そのため感染しても気づかないまま、パートナーに性感染症をうつしてしまう危険があります。
もしも性感染症であることが分かった場合は、
パートナーなど性的関係を持った相手にも病院の受診を勧めましょう。
そしてパートナーも感染していた場合は一緒に治療を受けることが大切です。


■性感染症の治療

性感染症の治療は薬物療法が基本です。
特に内服薬の場合には治療の途中で症状が治まっても
必ず決められた量を最後までしっかりと服用することが大事です。
そして治療が終わったら病院を受診して治ったかどうかの確認を必ず医師にしてもらって下さい。

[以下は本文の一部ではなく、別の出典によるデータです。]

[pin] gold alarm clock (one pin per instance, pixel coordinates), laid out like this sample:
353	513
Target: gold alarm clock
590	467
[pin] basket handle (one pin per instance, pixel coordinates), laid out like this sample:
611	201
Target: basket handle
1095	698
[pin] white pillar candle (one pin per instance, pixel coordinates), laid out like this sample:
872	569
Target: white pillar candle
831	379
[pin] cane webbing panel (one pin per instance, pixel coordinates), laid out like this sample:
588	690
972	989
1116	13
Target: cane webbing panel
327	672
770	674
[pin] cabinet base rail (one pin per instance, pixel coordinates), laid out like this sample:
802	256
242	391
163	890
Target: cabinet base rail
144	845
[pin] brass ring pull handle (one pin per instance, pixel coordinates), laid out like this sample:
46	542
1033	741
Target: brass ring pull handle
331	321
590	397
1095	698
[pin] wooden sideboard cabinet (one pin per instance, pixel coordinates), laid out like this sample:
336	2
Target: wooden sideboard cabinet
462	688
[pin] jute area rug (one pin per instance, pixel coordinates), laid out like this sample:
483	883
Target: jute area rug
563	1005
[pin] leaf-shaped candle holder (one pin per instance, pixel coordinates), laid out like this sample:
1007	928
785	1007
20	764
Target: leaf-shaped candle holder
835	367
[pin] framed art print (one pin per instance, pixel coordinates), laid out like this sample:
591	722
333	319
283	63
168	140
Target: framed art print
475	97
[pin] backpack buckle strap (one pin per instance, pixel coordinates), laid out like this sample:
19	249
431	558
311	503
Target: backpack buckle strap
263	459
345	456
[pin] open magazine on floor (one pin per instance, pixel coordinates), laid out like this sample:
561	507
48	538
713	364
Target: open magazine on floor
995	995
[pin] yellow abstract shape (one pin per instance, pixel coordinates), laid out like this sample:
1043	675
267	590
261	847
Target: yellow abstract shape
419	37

治療が中途半端だと再発することもあるので注意が必要です。
また感染症の中には、1度感染すると免疫ができて、
その後は感染しにくくなるものもたくさんありますが、
性感染症ではほとんど免疫がつかないので、同じ病気にくり返し感染する人が少なくありません。
性感染症の治療後は問題のある行為や行動を改めて、予防を心がけることが大切です。